Will buprenorphine become the next oxycontin? Due to a major shift in addiction medicine policy, it just might. Last Thursday the Trump administration relaxed prescribing rules for the powerful synthetic opioid prescribed for both moderate to severe pain and opioid replacement therapy. The new rules will allow almost any physician to prescribe buprenorphine without the waiver and 8-hour training course that were previously required. This change will also allow for online prescriptions through tele-health without an in-person examination, potentially paving the way for virtual buprenorphine pill mills. Although non-ED physicians are limited to treating 30 patients with buprenorphine, tele-health organizations can recruit from an almost limitless network of physicians from across states that allow virtual buprenorphine prescriptions. And some officials in the incoming Biden administration think this loosening of restrictions doesn’t go far enough.

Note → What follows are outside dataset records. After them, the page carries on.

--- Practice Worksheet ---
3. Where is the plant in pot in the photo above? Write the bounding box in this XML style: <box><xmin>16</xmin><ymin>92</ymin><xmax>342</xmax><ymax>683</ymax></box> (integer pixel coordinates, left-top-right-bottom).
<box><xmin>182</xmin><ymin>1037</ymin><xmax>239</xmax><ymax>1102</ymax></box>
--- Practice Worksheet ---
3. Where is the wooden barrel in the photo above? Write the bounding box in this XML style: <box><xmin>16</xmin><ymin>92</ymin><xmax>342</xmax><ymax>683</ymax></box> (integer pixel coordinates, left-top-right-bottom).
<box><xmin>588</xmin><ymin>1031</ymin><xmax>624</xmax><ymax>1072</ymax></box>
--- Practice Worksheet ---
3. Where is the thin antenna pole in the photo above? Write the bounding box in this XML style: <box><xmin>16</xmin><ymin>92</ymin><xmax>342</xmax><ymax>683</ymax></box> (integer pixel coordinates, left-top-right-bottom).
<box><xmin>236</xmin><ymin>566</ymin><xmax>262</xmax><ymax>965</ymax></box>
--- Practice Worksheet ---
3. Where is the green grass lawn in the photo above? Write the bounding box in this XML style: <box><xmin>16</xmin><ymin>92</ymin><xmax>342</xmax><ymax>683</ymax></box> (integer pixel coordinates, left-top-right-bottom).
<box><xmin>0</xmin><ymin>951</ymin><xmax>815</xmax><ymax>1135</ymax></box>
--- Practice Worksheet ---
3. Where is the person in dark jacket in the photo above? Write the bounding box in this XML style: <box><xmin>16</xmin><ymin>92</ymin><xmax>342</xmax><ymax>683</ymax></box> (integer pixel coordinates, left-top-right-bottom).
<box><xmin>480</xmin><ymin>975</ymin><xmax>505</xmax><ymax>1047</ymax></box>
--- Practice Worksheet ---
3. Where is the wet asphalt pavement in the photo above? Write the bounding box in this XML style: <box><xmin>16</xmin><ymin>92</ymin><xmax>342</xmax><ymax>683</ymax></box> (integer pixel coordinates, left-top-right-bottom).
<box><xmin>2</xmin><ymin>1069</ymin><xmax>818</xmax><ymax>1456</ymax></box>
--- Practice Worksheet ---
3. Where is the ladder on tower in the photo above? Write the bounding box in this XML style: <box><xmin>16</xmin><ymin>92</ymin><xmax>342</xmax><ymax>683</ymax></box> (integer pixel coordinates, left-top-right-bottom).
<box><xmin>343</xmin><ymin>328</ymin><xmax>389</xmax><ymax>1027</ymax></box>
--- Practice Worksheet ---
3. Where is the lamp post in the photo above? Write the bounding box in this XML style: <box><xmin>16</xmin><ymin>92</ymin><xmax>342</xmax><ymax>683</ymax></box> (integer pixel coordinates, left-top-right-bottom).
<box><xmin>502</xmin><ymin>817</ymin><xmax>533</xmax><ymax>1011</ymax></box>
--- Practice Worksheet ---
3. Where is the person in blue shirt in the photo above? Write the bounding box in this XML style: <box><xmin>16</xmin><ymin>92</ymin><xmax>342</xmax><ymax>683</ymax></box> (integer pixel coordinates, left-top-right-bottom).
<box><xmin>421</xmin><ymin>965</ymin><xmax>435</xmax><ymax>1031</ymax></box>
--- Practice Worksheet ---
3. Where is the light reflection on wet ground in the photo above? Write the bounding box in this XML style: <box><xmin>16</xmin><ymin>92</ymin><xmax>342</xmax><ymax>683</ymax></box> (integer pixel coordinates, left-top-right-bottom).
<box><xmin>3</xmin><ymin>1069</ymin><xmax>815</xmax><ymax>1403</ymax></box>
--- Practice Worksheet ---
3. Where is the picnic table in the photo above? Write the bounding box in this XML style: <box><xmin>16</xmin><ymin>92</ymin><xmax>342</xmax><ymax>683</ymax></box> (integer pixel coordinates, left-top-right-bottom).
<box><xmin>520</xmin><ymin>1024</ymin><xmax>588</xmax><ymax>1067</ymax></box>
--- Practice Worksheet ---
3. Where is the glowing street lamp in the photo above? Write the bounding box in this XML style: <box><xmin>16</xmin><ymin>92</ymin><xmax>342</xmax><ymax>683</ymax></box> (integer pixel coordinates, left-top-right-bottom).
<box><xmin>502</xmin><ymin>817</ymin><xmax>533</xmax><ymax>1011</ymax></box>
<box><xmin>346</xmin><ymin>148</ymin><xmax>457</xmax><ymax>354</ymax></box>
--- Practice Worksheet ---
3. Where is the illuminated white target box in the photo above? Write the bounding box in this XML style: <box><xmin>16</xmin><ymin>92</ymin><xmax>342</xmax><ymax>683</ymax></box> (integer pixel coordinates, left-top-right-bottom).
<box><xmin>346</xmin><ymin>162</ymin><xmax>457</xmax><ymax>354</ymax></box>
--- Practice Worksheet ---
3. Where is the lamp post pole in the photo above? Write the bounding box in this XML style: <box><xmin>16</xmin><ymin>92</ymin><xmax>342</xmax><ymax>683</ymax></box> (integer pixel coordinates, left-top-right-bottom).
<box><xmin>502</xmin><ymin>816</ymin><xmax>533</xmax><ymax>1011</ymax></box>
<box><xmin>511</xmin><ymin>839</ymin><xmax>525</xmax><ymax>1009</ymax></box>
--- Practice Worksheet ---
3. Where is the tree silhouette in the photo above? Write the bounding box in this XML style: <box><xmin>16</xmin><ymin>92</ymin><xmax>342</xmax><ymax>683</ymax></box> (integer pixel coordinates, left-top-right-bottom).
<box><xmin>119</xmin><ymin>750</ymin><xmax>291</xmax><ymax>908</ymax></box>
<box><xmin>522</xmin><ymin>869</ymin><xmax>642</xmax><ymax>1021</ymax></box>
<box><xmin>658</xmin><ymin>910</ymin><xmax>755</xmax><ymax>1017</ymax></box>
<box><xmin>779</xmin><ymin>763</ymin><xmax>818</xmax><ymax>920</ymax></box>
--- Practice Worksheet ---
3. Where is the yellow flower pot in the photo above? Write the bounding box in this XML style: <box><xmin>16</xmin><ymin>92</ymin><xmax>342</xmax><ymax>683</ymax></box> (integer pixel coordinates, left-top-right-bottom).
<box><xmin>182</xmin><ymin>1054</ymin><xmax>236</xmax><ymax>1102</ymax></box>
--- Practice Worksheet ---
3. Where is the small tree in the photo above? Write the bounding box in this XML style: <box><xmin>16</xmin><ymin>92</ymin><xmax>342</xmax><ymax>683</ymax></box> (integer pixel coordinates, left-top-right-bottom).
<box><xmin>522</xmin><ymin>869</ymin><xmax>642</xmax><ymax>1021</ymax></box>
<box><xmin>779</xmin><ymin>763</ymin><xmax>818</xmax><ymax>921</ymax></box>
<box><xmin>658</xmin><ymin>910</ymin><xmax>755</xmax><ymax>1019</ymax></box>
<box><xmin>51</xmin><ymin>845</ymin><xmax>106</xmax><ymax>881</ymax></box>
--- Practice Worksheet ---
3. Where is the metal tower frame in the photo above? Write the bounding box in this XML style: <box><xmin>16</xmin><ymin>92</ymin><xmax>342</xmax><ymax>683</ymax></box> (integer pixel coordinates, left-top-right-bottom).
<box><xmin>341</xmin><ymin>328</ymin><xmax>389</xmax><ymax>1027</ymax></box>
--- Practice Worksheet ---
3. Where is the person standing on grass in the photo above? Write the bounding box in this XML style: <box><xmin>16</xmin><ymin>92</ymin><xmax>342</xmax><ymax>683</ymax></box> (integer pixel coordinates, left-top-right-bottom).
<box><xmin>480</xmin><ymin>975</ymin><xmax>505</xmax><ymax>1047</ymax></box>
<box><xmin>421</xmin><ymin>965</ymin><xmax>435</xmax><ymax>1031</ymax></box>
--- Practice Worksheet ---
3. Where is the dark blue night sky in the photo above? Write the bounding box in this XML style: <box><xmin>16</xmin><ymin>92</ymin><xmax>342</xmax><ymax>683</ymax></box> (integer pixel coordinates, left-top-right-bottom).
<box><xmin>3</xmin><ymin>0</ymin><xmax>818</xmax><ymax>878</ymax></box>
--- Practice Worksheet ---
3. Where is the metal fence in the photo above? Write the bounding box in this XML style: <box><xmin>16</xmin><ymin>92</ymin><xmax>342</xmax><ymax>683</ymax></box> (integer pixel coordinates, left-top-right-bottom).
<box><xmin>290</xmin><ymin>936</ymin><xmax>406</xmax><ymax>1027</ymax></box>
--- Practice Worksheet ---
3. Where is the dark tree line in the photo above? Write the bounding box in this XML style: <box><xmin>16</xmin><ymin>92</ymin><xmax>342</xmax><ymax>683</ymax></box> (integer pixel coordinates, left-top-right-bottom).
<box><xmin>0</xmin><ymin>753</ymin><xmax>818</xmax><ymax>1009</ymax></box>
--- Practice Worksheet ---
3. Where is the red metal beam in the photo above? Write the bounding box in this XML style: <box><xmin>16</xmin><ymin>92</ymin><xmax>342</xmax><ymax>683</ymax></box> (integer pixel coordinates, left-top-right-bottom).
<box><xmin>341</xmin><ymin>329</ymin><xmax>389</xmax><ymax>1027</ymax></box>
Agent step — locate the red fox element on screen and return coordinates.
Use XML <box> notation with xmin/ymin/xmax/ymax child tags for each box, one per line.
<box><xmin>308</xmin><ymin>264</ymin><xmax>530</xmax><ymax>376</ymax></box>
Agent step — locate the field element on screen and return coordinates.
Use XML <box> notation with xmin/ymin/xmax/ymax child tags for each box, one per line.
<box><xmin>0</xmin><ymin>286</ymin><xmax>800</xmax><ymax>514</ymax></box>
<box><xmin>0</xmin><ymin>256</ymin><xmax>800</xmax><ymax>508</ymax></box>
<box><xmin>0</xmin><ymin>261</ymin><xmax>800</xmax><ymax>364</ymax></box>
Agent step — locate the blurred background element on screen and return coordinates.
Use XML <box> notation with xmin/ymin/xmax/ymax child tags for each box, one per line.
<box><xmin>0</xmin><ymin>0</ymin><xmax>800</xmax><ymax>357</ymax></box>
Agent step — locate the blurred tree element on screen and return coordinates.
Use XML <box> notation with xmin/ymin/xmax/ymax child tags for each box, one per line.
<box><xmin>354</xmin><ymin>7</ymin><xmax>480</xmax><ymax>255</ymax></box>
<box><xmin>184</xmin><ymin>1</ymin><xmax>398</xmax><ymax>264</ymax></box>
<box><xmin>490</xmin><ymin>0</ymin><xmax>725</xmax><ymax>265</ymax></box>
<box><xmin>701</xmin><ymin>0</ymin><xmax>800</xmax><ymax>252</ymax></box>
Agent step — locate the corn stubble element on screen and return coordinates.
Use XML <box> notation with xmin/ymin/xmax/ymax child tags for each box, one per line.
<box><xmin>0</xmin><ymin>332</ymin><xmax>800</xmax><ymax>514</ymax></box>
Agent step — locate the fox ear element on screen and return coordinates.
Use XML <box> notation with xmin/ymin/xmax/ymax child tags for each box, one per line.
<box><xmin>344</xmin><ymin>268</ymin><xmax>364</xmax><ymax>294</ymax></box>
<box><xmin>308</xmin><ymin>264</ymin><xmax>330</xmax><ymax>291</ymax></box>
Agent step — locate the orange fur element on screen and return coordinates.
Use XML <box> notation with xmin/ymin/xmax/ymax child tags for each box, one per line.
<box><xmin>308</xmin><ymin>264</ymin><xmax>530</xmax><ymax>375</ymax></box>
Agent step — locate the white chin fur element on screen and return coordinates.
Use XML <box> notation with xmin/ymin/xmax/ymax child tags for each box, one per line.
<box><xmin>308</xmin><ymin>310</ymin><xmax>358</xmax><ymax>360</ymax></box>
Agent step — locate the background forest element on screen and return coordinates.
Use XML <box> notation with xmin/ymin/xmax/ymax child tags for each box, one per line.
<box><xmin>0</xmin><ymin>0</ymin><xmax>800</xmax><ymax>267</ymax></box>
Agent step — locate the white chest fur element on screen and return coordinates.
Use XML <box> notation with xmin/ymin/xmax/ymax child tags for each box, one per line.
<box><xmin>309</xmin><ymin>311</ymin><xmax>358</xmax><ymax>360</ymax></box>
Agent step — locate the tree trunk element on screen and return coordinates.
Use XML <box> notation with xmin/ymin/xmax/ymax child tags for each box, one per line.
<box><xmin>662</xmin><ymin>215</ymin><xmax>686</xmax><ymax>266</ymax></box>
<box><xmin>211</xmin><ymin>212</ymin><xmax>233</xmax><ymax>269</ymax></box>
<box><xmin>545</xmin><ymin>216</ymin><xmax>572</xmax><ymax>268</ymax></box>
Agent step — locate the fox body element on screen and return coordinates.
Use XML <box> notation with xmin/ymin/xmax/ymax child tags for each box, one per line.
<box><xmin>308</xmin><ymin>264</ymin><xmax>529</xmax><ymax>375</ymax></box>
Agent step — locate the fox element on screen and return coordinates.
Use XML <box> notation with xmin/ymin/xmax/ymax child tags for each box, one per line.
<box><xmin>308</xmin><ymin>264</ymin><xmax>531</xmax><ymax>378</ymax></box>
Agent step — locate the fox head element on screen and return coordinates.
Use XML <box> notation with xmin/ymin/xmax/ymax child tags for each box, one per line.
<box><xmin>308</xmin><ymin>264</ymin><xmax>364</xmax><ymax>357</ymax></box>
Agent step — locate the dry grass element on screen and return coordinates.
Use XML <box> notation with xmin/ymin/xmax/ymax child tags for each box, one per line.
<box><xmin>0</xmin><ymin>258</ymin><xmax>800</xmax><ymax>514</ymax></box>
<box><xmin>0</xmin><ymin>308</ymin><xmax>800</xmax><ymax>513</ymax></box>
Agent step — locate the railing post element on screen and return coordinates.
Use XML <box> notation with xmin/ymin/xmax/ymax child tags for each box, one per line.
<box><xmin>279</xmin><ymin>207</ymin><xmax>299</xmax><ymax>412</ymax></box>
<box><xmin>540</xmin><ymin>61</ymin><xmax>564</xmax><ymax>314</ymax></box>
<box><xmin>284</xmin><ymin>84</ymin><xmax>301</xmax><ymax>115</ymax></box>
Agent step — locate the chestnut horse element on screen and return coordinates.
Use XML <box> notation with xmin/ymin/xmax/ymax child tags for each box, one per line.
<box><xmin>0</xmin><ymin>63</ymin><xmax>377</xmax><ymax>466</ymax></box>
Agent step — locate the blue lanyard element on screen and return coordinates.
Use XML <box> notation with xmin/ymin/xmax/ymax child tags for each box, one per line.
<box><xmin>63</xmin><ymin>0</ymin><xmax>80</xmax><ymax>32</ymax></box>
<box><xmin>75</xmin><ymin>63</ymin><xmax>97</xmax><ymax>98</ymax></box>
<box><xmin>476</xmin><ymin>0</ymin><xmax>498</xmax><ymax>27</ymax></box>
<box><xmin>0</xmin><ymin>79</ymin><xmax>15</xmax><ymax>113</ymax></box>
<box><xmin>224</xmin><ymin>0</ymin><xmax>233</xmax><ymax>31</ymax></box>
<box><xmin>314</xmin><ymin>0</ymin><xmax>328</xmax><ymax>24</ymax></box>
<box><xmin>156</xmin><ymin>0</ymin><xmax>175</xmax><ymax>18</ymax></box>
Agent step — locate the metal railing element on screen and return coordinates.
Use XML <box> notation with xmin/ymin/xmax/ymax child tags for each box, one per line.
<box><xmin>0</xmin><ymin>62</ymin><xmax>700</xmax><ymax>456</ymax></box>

Buprenorphine is a good maintenance drug. It is also an excellent tool when used as a bridge to a substance-free existence while one does the hard inner and outer work of rebuilding a life ravaged by OUD. Yet for a drug that is prescribed in microgram amounts for severe pain, most patients are inducted and maintained on massive doses ranging from 16-32mg/day (per FDA guidance). However, many patients maintained long-term on such high doses suffer undesirable side effects that greatly detract from their quality of life. They also have an incredibly difficult time weaning completely off the drug when inducted and maintained on such doses. In fact, most patients will tell you that it is much harder to kick than heroin due to buprenorphine’s miserably protracted and enervating withdrawal. And despite what the FDA says, most patients can be easily maintained on ~8mg/day, even if the induction dose is much higher.

No doubt we are in the midst of a terrible overdose crisis. But we are also opening the floodgates for another very powerful opioid that is a drug of abuse in several countries around the world (e.g. Malaysia, Singapore, Finland, France, India etc). For those who are opioid-naïve or have a low tolerance, smaller doses of sublingual buprenorphine give a long-lasting and euphoric high (described as ‘almost as good as a 20 mg oxycontin’). And under the new rules, almost anyone will be able to get a script for 16mg/day through telemedicine without an in-person examination, even if they don’t really suffer from OUD.

Two of the worst-kept secrets about buprenorphine among injection drug users and those on maintenance:

  • Buprenorphine products often contain naloxone to discourage misuse or diversion. However, the naloxone doesn’t do much of anything when the strips or pills are injected. In theory it should throw users into precipitated withdrawal, but in reality it does not. And the notion that buprenorphine/naloxone formulations are less prone to abuse or diversion than buprenorphine alone is completely false. Which brings me to my next point:
  • One can easily taper from a higher dose to ~6-8mg without the doctor’s knowledge. This enables the patient to stockpile a vast quantity of medication for diversion or other purposes (which a great many do).

Caution is warranted here, lest we unintentionally usher in another (albeit less lethal) wave of the opioid epidemic by making buprenorphine the nation’s new Huxleyan soma.